Why don’t Windows functions begin with a pointless MOV EDI,EDI instruction on x86-64?

Raymond Chen

Some time ago, we investigated why Windows functions all begin with a pointless MOV EDI,EDI instruction. The answer was that the instruction was used as a two-byte NOP which could be hot-patched to a jump instruction, thereby allowing certain types of security fixes to be applied to a running system. (Those which alter data structures or involve cross-process communication would not benefit from this.)

But you may have noticed that on 64-bit Windows, these pointless instructions are gone. Is hot-patching dead?

No, hot-patching is still alive. But on 64-bit Windows, the hot-patch point is implemented differently.

The idea is that we don’t have to insert a pointless two-byte nop instruction into every function. If the first instruction of the function is already a two-byte instruction (or bigger), then that instruction can itself serve as the hot-patch point.

The case where the first instruction of a function is two bytes or larger is by far the dominant one. There are only a few one-byte instructions remaining in x86-64. The ones you’re likely to encounter in user-mode compiler-generated code are

push rleavecwdeint 3
pop rretcdqnop

where r is the 64-bit version of one of the eight named (not numbered) registers.

Some of these instructions are not going to appear naturally at the start of a function.

  • leave doesn’t make sense because it mutates a callee-preserved register.
  • cwde and cdq don’t make sense because they use rax as an input register, but that register is undefined on entry to a function.
  • nop can just be omitted.
  • Starting with a pop is disallowed by the Win32 ABI. The return address must stay on the stack.

And then some of the instructions can be worked around if they happen to be the start of a function.

  • push: If the function pushes any registers r8 or higher, those can be pushed first, since the push of a high-numbered register is a two-byte instruction. Or the instruction could be re-encoded with a redundant REX prefix 0x48. Alternatively, the compiler could save the register in the home space, which uses a multi-byte mov [rsp+n], r instruction.
  • ret: This happens if the function is empty and returns no value. The compiler can change this to a 3-byte ret 0 or a 2-byte repz ret.

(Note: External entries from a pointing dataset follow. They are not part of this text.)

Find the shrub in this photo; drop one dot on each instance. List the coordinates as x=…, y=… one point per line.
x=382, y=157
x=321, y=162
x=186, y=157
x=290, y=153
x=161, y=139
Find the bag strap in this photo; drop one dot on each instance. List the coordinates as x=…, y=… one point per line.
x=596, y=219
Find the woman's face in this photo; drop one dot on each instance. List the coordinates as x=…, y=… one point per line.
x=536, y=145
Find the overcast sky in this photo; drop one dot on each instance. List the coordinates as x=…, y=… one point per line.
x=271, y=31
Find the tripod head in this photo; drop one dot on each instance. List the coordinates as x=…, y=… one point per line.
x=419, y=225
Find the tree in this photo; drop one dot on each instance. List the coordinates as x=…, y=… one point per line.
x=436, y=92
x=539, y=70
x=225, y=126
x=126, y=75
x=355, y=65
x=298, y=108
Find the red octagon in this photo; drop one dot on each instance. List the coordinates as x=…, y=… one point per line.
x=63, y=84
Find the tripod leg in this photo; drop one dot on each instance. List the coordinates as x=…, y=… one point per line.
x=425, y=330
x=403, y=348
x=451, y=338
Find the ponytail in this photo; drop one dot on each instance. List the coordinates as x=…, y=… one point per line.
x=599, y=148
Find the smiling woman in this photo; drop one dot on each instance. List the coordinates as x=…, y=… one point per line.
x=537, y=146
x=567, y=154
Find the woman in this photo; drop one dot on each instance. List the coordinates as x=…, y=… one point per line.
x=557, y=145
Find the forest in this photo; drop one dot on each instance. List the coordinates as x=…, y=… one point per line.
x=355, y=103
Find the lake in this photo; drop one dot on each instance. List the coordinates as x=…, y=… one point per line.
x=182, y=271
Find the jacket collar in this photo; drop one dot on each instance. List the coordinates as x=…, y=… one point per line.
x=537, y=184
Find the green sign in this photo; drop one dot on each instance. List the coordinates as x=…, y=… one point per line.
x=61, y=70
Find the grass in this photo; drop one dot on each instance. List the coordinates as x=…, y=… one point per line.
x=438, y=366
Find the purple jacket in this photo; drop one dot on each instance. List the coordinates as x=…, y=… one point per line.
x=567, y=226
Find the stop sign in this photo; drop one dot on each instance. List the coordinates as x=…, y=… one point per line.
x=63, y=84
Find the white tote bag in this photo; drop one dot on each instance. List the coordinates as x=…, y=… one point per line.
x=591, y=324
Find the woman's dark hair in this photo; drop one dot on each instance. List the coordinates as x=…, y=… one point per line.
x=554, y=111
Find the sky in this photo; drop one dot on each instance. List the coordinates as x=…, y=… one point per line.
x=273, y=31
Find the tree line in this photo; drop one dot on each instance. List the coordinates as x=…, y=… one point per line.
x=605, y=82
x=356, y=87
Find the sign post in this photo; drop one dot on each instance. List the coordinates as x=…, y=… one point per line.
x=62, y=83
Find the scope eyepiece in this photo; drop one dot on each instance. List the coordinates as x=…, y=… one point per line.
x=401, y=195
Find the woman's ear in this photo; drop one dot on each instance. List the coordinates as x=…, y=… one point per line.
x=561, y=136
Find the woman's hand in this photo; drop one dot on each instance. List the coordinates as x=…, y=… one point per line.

The last remaining instruction is int 3, which is generated by the __debugbreak intrinsic.

One option is to use the alternate two-byte encoding cd 03 (int nn, with nn = 3). However, the code with the __debugbreak may be relying on it being a one-byte instruction, because it intends to patch it with a one-byte nop, or it intends to handle the breakpoint exception by stepping over the opcode by incrementing the instruction pointer.

Instead, the compiler plays it safe and begins the function with a two-byte nop, which is encoded as if it were xchg ax, ax, and in fact the Microsoft debugger disassembles it as such.

The pointless mov edi, edi instruction is gone. And most of the time, the compiler can juggle things so that you don’t even notice that it arranged for the first instruction of a function to be a multi-byte instruction. The only time it fails is if the first thing your function does is __debugbreak, in which case the compiler inserts a pointless xchg ax, ax instruction, also known as the two-byte nop.